Et voilà qu'elle confirmait mon hypothèse, fronçant les sourcils et reposant son verre sur la table. Pour le coup, on arrêtait pas d'échanger les rôles, depuis notre rencontre dans la cours de l'hôpital. Cette fois-ci, c'est moi qui ne put pas m'empêcher d'afficher un large sourire amusé, suite à cette action.
Comme si la Demoiselle souhaitait fuir ma réaction, elle plongea son nez dans son assiette, afin de commencer à manger. Cette fois-ci, c'était à son tour d'être totalement déstabilisée ! Je l'observais, quelques instants, avec amusement. Je n'avais pas encore porté d'intérêt à mon assiette. Je n'arrivais pas pour autant à décrypter ce qui se tramait dans la tête de la blondinette face à moi. Mais, même si elle mangeait de façon assez élégante, son soupir et l'expression de son visage continuait de me faire sourire.
Finalement, elle prit la parole, sans pour autant oser me regarder. Comme si elle était entrain de m'avouer un crime contre l'humanité qu'elle aurait commis dans une vie antérieure, de peur de mon jugement. Elle manquait d'assurance, pour le coup. Définitivement, nous avions encore une fois échangé nos rôles.
Je me sentais plus à l'aise, notamment grâce à l'intervention de ma partenaire de repas, un peu plus tôt. Maintenant, ce serait à mon tour d'essayer de la rassurer.
Prenant finalement la parole, d'une voix calme, un léger accent Russe toujours présent dans mes paroles, inclinant le visage sur la droite, un sourire aux lèvres :

« Le problème de l'eau a été résolu. Il n'y a plus eu de soucis avec l'eau depuis la prise d'otage du centre commercial. Je pense aussi être en capacité de vous avouer que, cela ne risque pas de se reproduire, dans l'immédiat. »

Je ne comptais pas développer la fin de ma phrase, après tout, je ne comptais pas non plus divulguer des informations classées secret d'état. Le fait que l'Hôtel de ville ait été attaqué par les familles est un fait qui s'est répandu dans la ville. Cependant, le lieu qu'ils visaient en particulier et l'objectif de cette attaque, c'était autre chose. Le Gouvernement avait fait en sorte d'essayer de cacher le fait que les recherches, qui avaient été menées dans le but d'annihiler les pouvoirs des familles, aient disparues.
J'orientais ma tête vers la gauche, maintenant, reprenant la parole :

« Ce jour-là, ce 13 Juillet, vu que vous y étiez... Vous devez vous douter qu'il y a eu de nombreux morts et blessés. »

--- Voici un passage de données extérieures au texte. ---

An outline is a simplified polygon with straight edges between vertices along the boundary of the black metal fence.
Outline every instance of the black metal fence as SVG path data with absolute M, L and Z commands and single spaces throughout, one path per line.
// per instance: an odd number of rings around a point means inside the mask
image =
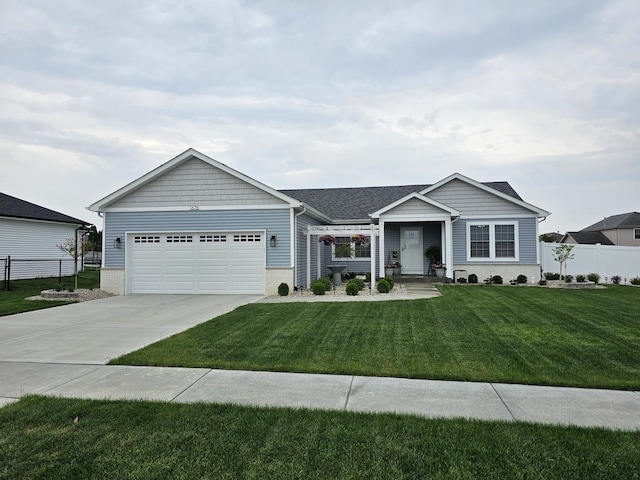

Je marquais un temps d'arrêt dans mes propos. Mon ton était un peu plus grave, et mon sourire s'était également effacé.

« Un groupe qui œuvrait jusqu'alors dans l'ombre s'est révélé. Ils se font appeler l'Ordre.
Comme vous le savez, ils ont profité de la disparition des pouvoirs des membres des deux familles, à cause de l'eau empoisonnée, pour apparaître au grand jour. »

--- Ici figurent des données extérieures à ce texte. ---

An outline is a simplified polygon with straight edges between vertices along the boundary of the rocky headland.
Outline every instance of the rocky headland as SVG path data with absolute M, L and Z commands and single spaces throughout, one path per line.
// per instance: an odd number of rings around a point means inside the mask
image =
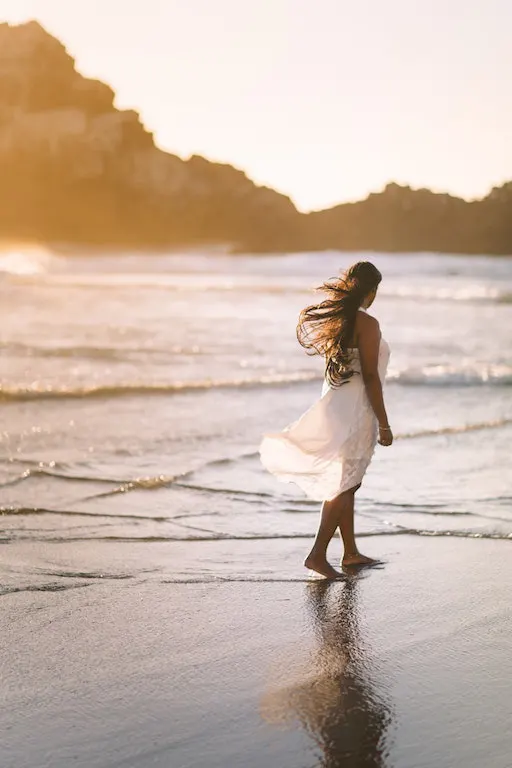
M 302 214 L 240 170 L 155 146 L 37 22 L 0 24 L 0 239 L 110 248 L 512 253 L 512 182 L 467 202 L 389 184 Z

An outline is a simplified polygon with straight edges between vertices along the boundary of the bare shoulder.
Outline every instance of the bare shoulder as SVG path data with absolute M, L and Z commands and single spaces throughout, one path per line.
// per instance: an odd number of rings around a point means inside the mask
M 356 332 L 358 337 L 380 336 L 379 321 L 367 312 L 358 312 L 356 317 Z

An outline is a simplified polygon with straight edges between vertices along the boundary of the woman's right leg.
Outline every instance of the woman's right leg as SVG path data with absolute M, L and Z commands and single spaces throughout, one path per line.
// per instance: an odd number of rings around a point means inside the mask
M 341 575 L 327 562 L 327 547 L 340 523 L 340 498 L 337 496 L 332 501 L 324 501 L 322 504 L 315 541 L 311 552 L 304 561 L 306 568 L 310 568 L 328 579 L 335 579 Z

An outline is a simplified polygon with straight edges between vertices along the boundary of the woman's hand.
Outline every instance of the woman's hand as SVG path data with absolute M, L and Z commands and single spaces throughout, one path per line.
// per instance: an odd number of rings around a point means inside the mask
M 391 445 L 393 442 L 393 432 L 391 427 L 380 426 L 379 424 L 379 445 Z

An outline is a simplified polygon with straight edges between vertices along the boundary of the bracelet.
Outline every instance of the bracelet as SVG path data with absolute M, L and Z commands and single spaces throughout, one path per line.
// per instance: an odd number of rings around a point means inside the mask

Prenant ma fourchette, de ma main droite, regardant mon assiette quelques instants, avant de finalement relever le visage afin de regarder de nouveau la jeune femme.

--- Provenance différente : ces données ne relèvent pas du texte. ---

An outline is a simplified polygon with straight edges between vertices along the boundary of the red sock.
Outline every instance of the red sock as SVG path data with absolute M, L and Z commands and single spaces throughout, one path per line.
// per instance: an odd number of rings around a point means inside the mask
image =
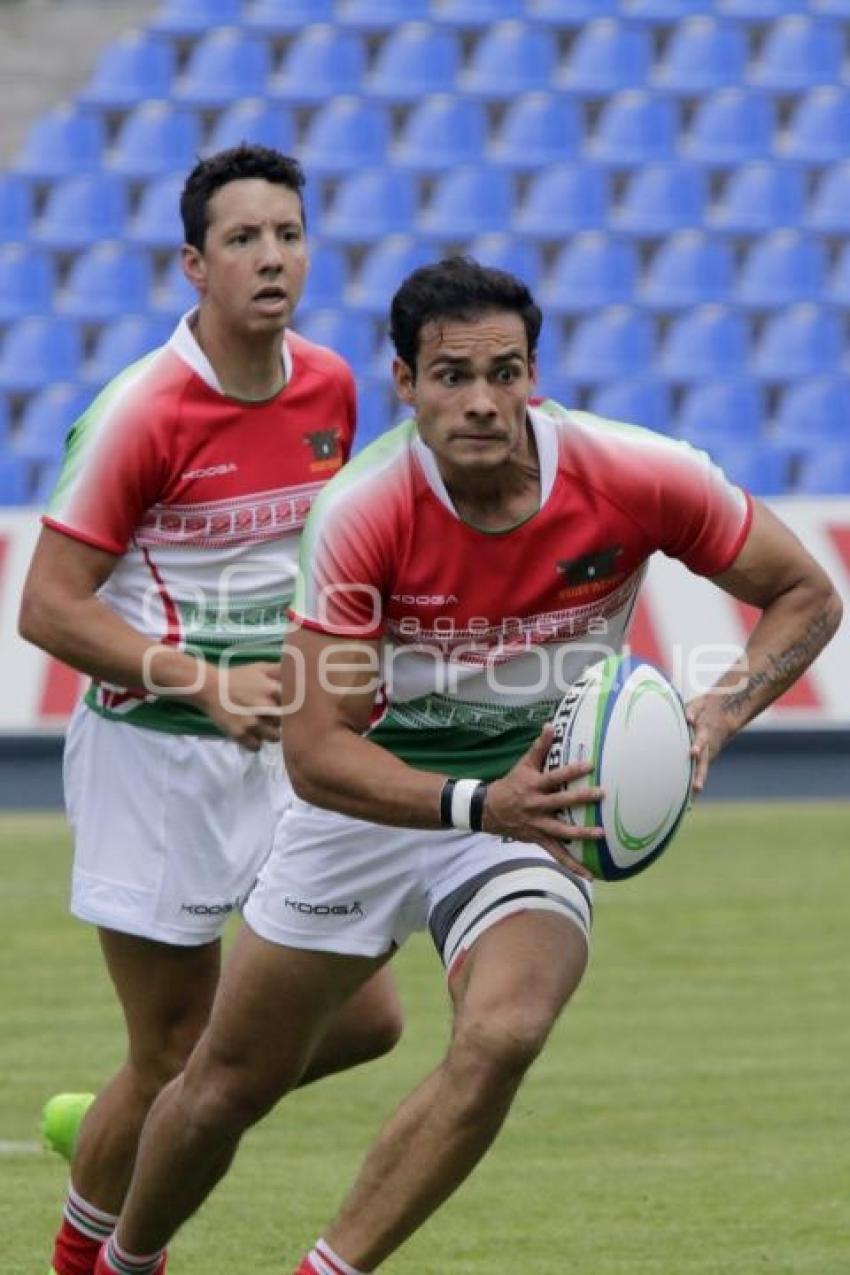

« De ce que j'en ai entendu... Ils auraient réussi à atteindre leurs objectifs, sortant vainqueur de cette prise d'otage. Je n'en sais hélas plus sur le sujet. Je ne connais pas leurs objectifs, même si j'en ai ma propre hypothèse.
De ce que je sais, et de ce que je peux affirmer : Ils ont perdu énormément d'homme, dans leurs rangs. J'ajouterai même, j'insisterai aussi sur le fait que tous ces hommes... étaient en possessions de pouvoir complètement.. aberrant, comparé à leur réel niveau de combat. »


Cette fois-ci, je prenais le couteau, de ma main gauche, regardant une nouvelle fois mon assiette.

« Les grands perdants, de cette journée, est le Gouvernement. Qui a été complètement incapable de protéger la population comme il se doit, obligé de s'en remettre aux actions des familles. »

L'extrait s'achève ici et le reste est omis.